The proximal thermogravimetric analysis (Figure 9) showed the loss of mass (blue) due to the action of temperature (red) in the presence of oxygen or oxidative decomposition of the material. In both groups, we recorded three mass changes during the combustion time, where the times associated with mass changes were 1.12 min; 19.7 min, and 25.3 min (Figure 5a) in farmed fish; whereas in wild fish, it was 1.21 min; 19.7 min and 25.3 min (Figure 5b). The graph gives us moisture values of 11.3% and 12.4%; fixed carbon of 2.01% and 2.94%; carbon-derived volatile compounds of 27.93% and 42.83% and ash (minerals) of 55.9%, 49.8% in the mandibular bone of healthy and wild fish, respectively.
The differential scanning calorimetry or DSC analysis (Figure 10) describes changes in the sample associated with increased temperature in the absence of oxygen. The graphs show two curves: the mass loss curve (red curve) and water (blue curve) from the structure. As for the total mass loss was 39.87% and 42.83% for farmed and wild fish, respectively. This mass reduction or transitions occurred at three temperatures: 39.5 °C; 334.4 °C, and 628.7 °C for farmed fish (Figure 10a) and at 40.1 °C; 481.6 °C and 681.7 °C for wild fish (Figure 10b), with the most significant temperature difference in the second transition (>110 °C between one sample and the other).

4. Discussion

Metabolic analysis in blood samples is essential to evaluate the physiological status at different stages of development. In addition, it is a minimally invasive procedure that allows assessing the effect of nutritional status and the incorporation of microelements, vitamins, or proteins in the diet, measuring toxicity, immune status, or stress related to fish culture management [41,48]. Total protein content, enzymatic biomarkers of the functional status of different systems, and other serum markers such as cholesterol, triglycerides, and glucose are key to defining the nutritional status [41,49,50]. According to the data obtained, a low nutrient intake does not necessarily produce changes at the systemic level in fish, and they can even go without food for some time. The data obtained for systemic metabolites such as total proteins and albumin are concordant with what is reported in the literature for freshwater-farmed trout specimens [41,45,51]. In contrast, enzymatic biomarkers such as phosphatase and creatin-kinase vary from what is reported [41]. In comparison to our results, alkaline phosphatase and creatine kinase activities in juvenile trout were 608–1092 U/L and 3173–9800, respectively [41]. While, for presmolt-smolt (juveniles) alkaline phosphatase and creatine kinase values were <264 U/L and <10,177 U/L, respectively [45]. As for acid phosphatase, the values reported were 5.88 U/L in farmed and 13.3 U/L in wild fish; there are no previous reports for this protein in rainbow trout.

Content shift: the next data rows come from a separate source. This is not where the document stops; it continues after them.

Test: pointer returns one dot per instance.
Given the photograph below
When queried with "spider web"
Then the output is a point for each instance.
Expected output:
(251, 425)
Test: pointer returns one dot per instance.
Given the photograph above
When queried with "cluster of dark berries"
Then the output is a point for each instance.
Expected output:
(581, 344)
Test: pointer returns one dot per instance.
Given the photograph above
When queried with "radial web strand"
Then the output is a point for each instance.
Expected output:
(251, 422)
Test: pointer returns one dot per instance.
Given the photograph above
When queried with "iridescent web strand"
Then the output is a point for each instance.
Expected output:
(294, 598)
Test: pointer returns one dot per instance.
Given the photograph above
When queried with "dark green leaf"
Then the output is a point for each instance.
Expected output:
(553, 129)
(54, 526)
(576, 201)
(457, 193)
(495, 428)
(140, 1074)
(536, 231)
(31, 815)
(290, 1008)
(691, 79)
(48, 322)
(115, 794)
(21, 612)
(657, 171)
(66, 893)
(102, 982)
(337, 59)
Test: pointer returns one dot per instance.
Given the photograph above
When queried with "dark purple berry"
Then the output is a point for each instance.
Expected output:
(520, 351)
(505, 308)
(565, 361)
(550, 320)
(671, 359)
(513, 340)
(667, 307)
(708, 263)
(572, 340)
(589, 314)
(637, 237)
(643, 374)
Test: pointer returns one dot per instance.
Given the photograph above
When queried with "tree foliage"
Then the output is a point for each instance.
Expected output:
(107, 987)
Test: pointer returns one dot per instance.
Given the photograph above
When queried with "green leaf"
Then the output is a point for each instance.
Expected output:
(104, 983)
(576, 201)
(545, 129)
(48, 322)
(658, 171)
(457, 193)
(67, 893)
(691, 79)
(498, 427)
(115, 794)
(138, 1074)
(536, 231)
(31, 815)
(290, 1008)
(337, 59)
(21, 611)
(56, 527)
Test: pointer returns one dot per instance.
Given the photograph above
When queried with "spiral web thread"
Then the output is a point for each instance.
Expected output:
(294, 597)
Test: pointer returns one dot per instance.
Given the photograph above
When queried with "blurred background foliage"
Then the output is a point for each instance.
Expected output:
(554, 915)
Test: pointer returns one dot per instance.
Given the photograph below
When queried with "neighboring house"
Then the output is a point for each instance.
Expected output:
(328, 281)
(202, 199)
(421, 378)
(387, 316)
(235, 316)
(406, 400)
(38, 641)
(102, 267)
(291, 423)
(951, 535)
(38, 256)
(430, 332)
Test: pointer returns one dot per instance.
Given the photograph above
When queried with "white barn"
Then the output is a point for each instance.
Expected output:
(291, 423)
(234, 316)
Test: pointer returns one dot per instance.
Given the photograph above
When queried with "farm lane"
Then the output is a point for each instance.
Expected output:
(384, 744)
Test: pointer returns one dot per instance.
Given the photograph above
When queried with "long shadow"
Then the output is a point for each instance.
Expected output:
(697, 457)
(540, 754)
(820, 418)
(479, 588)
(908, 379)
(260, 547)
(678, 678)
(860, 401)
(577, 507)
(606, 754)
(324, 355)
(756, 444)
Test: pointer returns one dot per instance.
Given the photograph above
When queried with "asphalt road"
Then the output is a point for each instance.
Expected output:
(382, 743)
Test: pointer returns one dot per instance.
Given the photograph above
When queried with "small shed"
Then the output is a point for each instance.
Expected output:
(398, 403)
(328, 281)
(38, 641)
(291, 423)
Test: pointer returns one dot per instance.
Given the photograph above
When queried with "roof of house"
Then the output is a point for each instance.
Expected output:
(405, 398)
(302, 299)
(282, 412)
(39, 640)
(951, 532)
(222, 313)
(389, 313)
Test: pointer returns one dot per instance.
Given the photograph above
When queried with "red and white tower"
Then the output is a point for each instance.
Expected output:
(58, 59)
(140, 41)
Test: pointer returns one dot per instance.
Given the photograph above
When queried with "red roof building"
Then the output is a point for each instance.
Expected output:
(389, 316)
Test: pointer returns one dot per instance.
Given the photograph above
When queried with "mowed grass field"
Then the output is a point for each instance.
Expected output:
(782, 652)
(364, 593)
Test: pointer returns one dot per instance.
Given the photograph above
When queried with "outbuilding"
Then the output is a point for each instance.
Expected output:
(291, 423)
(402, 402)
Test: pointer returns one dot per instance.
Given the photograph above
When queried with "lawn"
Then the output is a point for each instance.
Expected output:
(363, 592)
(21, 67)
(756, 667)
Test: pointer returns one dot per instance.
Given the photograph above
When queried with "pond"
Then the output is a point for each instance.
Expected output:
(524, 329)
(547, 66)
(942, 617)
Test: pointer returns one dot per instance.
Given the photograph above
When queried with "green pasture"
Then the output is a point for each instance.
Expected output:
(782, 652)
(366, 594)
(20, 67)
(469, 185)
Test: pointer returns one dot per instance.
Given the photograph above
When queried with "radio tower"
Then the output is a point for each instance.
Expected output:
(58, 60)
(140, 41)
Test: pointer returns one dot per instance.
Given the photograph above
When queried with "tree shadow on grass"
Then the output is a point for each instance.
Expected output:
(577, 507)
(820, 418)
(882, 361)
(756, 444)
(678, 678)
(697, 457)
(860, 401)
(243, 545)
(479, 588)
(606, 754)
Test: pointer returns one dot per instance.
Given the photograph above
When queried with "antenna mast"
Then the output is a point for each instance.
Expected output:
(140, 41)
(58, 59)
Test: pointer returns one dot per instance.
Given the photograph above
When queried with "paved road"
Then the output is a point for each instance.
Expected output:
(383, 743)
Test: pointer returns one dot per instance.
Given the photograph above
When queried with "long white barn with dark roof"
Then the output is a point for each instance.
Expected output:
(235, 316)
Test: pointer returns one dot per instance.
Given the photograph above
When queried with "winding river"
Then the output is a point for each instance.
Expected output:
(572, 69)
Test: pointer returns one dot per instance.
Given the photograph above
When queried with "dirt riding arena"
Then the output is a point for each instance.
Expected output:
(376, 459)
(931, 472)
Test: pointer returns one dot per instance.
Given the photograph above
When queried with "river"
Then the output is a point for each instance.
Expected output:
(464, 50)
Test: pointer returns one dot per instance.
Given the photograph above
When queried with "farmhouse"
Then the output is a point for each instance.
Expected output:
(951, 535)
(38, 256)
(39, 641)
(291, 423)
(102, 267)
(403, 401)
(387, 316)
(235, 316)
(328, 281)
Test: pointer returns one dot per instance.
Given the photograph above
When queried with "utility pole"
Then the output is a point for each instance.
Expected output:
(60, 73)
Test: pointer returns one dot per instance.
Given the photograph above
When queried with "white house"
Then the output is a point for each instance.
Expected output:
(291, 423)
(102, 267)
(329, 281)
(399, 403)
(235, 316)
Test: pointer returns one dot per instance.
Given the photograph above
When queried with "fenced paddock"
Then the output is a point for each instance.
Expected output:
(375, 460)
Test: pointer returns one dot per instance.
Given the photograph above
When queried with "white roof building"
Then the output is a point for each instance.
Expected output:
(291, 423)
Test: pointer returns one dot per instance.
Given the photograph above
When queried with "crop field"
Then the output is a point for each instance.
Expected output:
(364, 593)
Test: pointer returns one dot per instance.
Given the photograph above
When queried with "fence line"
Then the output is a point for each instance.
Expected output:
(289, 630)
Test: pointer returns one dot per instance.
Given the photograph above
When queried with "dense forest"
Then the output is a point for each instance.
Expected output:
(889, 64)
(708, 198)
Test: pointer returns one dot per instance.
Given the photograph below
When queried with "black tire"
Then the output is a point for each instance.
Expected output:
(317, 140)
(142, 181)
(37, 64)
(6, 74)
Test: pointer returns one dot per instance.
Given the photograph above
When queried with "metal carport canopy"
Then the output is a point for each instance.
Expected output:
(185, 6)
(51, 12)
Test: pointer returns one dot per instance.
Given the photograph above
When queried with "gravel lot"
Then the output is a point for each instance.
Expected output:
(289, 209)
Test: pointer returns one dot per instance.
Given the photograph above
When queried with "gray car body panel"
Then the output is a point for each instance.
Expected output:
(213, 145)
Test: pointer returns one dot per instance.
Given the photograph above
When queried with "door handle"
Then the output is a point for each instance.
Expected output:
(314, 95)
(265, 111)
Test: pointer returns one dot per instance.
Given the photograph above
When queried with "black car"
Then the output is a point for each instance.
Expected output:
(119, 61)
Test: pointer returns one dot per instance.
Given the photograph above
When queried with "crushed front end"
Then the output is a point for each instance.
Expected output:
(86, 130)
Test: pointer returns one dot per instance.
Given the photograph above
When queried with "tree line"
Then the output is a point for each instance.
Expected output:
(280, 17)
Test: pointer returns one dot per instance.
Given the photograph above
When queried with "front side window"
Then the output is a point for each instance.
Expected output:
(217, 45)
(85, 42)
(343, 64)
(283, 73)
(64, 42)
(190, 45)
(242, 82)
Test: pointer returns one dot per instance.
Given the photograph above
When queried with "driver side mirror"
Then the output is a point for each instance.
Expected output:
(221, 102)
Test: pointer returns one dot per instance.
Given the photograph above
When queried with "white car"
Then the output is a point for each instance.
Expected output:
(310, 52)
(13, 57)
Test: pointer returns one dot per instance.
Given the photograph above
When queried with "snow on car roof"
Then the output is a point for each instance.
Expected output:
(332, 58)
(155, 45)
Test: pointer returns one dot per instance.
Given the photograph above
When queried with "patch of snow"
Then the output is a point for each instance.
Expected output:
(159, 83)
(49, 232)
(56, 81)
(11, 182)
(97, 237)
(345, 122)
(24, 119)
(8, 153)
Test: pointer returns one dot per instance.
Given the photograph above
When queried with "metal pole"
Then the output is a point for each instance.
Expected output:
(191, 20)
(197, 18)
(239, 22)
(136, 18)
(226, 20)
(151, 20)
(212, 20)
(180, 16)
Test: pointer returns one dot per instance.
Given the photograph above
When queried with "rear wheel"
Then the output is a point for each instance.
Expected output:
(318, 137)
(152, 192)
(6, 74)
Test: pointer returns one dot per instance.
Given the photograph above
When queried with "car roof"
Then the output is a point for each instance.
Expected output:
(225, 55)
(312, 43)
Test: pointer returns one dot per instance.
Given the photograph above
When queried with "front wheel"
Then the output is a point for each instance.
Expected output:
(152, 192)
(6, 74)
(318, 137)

Glucose level is an essential nutritional parameter. Although it varies with age, its importance lies as a marker of stress in animals due to its relation to corticoid production [45,52]. The values obtained for healthy and wild fish agree with that reported for pre-smolt to smolt (juvenile) freshwater trout (0.2–4.1 mmol/L) [45]. Lower levels may occur in stages of reproductive activity, while higher levels can be related to stress [41,49,50]. We observed differences in glucose levels between farmed and wild fish. This finding could be related to higher stress found in farmed specimens, elevating serum glucose levels in response to increased cortisol and catecholamines, and elevating hepatic and muscle glycogenolysis activity [45,53]. However, considering that fish farming is regulated nationwide [54] and internationally [55] in specific matters such as the number of specimens per tank, food, and culture condition, further studies should address this difference to confirm its possible relation to the stress levels found in the fish.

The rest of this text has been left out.